Y. mntd.obs.z – mean standard effect size of community structures among all the nearest species pairs in each study site by shuffling taxa labels on regional phylogeny or functional space 10,00 times. For phylogenetic community structure, the mean standard effect size was averaged over 100 sampled trees.
Z. Class – class of species
AA. index – index for phylogenetic community structure (PD) or functional community structure (FD).
TEAM_PD_global_species_pool.csv for the site-level mean values of standardized phylogenetic community structures (i.e., SES.MPD and SES.MNPD) relative to the global mammal species pool across 10 sampled trees.
A. Site_code – abbreviation of study site.

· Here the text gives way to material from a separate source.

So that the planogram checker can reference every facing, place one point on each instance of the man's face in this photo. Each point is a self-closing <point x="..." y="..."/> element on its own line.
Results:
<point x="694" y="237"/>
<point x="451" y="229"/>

B. mpd.obs.z.global – mean standard effect size of phylogenetic community structure among all the species pairs in each study site by shuffling 10,00 times over 10 sampled complete trees.

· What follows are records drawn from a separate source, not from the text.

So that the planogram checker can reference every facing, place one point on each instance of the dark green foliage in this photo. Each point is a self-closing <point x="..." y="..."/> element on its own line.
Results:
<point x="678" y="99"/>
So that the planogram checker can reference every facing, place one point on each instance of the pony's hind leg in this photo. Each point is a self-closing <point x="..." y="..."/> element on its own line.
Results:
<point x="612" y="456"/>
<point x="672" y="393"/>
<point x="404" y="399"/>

C. mntd.obs.z.global – mean standard effect size of phylogenetic community structure among all the nearest species pairs in each study site by shuffling 10,00 times over 10 sampled complete trees.
Sharing/Access information
The original data of species-level phylogeny and ecological traits of mammals and birds used in this paper can be accessed via the following sources.

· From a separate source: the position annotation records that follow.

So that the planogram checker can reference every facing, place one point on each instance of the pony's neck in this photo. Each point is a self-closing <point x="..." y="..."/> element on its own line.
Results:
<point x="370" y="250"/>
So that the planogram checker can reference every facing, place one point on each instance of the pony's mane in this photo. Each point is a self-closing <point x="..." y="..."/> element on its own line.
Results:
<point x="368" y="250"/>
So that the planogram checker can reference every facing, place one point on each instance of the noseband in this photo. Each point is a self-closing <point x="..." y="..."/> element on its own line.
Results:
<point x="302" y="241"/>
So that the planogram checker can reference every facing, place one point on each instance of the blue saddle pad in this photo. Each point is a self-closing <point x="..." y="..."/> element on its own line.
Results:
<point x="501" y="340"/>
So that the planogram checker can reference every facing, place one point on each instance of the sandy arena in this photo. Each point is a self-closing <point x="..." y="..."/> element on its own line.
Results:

- The species-level phylogeny of mammals and birds is obtained from VertLife.
- The functional trait data are obtained from the published datasets of mammals from Soria et al. 2021 and birds from Wilman et al. 2014.
Code/Software
This repository includes four R scripts to quantify the phylogenetic and functional community structure and phylogenetic signal in ecological strategies, and one R script to conduct the statistical analyses in the study.
- 1_TEAM_SpList_PD_FD.R for standardized phylogenetic and functional community structure, with R packages of phytools v1.9-16, ape v5.7-1, picante v1.8.2, and mFD v1.0.6. R function tipRateFunctions.R published by Title and Rabosky (2019) was used to measure the DR metric values.
- 2_Niche_phylogenetic_signal.R for measuring phylogenetic statistics of ecological strategies, with R package adiv v2.2 and R script of self-defined functions to order nodes of phylogeny for phylogenetic statistics in PhylogenyFunctions.R
- 3_Statistics_Visualization.R for all statistical analyses on phylogenetic and functional community structure and phylogenetic statistics of ecological strategies in the study, with R package MuMIn v1.47.5
- 4_Compare_tree_effect.R for comparing the effects of defining regional species pools and the global species pool, which include species evolved from multiple biogeographic regions, on phylogenetic statistics and community phylogenetic structures. This script provides the same processes in 2_Niche_phylogenetic_signal.R and 3_Statistics_Visualization.R to measure the phylogenetic statistics and phylogenetic structure relative to the global mammal species pool.
- PhylogenyFunctions.R for self-defined functions to order node weights and quantify the phylogenetic statistic value in 2_Niche_phylogenetic_signal.R and 4_Compare_tree_effect.R.